Eeps. Time to hide Suri in that Anne Frank style attic conversion, Katie, I can smell a pap-sponsored Cruise carrying his daughter around the Big Apple PR opportunity, especially as he’s currently promoting two films.
One, the hilariously titled Jack Reacher(round) had it’s premiere cancelled following the shooting tragedy, so old Tom’s working extra hard.
So what did sly old Dave talk to Tom Thumb about to make him cringe like this in the above photo? Sex that’s what.
Scientologists don’t believe in having sex for anything other than procreation- which fits with my life-long theory that Cruise has a smooth action man like crotch under his pink, frilly My Little Pony knickers.
But Letterman, playing along with the premise that the cult really isn’t rammed to the rafters with brainwashed freaks and they’re all like everyone else, asked Tom if he’d had ‘the talk’ with son Connor.
A normal person with a 17-year-old would answer that there’d been no need to mention birds or bees these days, as thanks to the internet his teenager’s fully able to explain everything from the active ingredients in fisting gel to the general etiquette when indulging in bukkake.
Not Tom though, his weird and awkward answer was that he never really brings it up because if he tries to talk to Connor about it his friends want to know what he said. Eh? Is this 1960 or something?
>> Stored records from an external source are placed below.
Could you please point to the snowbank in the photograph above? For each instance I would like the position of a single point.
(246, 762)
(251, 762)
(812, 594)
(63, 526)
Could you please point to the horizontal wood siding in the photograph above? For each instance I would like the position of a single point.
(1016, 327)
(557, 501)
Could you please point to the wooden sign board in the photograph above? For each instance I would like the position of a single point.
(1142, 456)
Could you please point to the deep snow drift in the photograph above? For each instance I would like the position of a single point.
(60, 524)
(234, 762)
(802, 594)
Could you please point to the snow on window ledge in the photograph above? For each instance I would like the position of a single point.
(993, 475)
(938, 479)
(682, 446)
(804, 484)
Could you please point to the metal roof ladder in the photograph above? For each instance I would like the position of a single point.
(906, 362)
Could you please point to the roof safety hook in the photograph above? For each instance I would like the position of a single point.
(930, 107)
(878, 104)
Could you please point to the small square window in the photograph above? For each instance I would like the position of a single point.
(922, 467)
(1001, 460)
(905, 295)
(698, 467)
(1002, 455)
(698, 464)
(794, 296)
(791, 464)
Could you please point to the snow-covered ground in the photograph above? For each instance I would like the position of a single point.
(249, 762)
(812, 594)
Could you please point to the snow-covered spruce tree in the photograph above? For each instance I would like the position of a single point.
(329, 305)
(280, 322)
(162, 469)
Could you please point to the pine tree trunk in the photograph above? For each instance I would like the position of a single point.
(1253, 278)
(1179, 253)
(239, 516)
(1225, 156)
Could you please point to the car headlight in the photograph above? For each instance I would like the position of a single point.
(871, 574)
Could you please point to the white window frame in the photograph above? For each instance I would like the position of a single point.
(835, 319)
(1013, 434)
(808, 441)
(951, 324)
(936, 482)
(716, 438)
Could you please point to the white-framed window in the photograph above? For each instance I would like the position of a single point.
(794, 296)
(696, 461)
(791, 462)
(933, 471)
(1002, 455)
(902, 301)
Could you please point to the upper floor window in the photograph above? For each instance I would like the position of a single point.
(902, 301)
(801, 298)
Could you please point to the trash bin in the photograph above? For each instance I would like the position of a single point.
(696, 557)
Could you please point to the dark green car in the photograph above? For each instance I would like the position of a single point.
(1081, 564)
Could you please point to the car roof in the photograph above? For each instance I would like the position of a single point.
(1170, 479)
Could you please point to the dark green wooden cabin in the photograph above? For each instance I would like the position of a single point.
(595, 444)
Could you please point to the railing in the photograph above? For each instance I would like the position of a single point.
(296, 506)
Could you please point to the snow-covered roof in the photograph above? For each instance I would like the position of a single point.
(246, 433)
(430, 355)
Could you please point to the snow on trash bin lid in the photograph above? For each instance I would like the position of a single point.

What Cruise doesn’t know is that if that were true, all they’d mean was not that they wanted sex details from Mr. Button Mushroom cock himself, they’d be wondering if the whole Cleveland Steamer thing was true, if he really interviews his girlfriends before dating them and what Tom’s explanation for the time Connor walked into the basement and found his dad with a red ball gag in his mouth and a gimp suit on was.